Narrativa argentina
Leé un avance de «Tanto», de Nurit Kasztelan
Por Nurit Kasztelan / Miércoles 13 de marzo de 2024
Portada de «Tanto» y retrato de Nurit Kasztelan por Catalina Bartolomé.
Este jueves 14 se presenta en Escaramuza el libro Tanto, de la autora Nurit Kasztelan (1982). Empezá a leer esta novela breve editada por Eterna Cadencia, un texto poético y exploratorio del vínculo de una mujer con un paisaje nuevo: «El ojo se asusta con el exceso de horizonte, necesita un límite que la tierra no le da».
Le va mal el campo; no sabe qué hacer con tanto verde en los ojos. El ojo se asusta con el exceso de horizonte, necesita un límite que la tierra no le da.
El silencio es tal que empieza a distinguir la sutileza del viento, de los árboles cuando los roza el aire. Y de los ruidos de la casa.
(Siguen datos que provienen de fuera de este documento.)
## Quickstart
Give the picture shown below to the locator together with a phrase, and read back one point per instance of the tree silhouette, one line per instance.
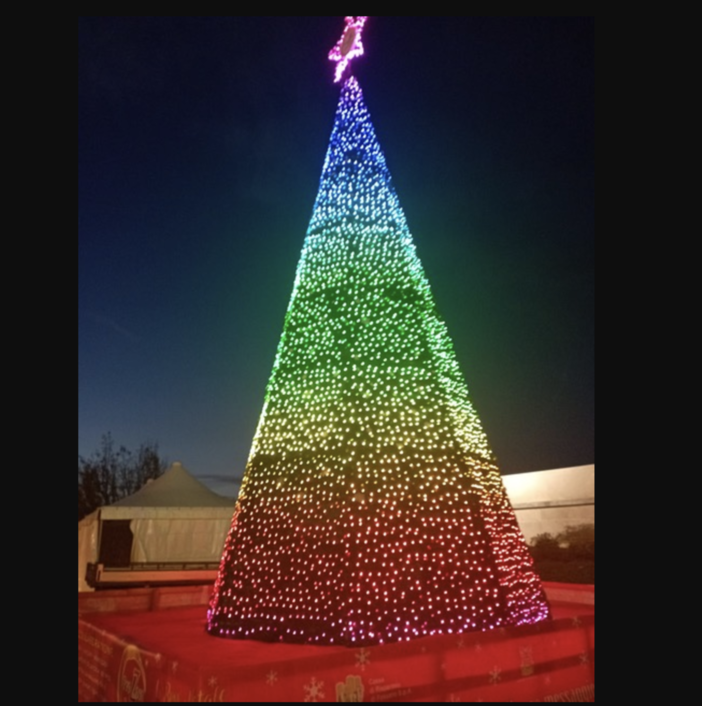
(113, 473)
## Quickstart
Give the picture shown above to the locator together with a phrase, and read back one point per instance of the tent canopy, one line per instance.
(174, 518)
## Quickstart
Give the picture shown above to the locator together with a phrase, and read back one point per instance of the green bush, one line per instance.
(569, 557)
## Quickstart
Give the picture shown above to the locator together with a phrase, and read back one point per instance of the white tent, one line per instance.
(174, 518)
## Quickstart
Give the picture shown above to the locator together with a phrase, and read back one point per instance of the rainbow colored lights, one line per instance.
(372, 509)
(349, 46)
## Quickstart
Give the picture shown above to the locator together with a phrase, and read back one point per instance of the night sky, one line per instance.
(201, 144)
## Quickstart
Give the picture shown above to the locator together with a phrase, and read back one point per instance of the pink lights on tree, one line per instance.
(349, 46)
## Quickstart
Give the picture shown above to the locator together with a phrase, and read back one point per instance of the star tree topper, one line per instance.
(349, 46)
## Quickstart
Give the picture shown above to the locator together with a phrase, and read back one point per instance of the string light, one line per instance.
(372, 509)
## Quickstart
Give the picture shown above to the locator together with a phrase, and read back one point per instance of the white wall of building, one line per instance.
(549, 501)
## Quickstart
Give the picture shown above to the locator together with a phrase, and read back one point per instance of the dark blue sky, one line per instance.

Hay ciertos sonidos que son perfectos. El ronroneo de la heladera; el tac tac del cuchillo picando cebolla; el chapoteo continuo del agua de la canilla; el burbujear del tuco cuando rompe el hervor.
Confunde los cantos distintos del benteveo. La primera noche el gallo cantó anunciando el amanecer y ella, expectante, se vistió rápido; pero cuando fue a mirar la hora recién eran las cuatro de la mañana.
A veces cree que la falta de compañía la está transformando en una persona distinta, como si los objetos le hablaran y ella intentara descifrarlos. Se marea. Necesita voces, un bar cerca. Pero el pueblo queda a cinco kilómetros y su auto está roto, algo de la bujía, señaló el mecánico; y ella se limitó a asentir y a resignarse a una posible vida de siembra.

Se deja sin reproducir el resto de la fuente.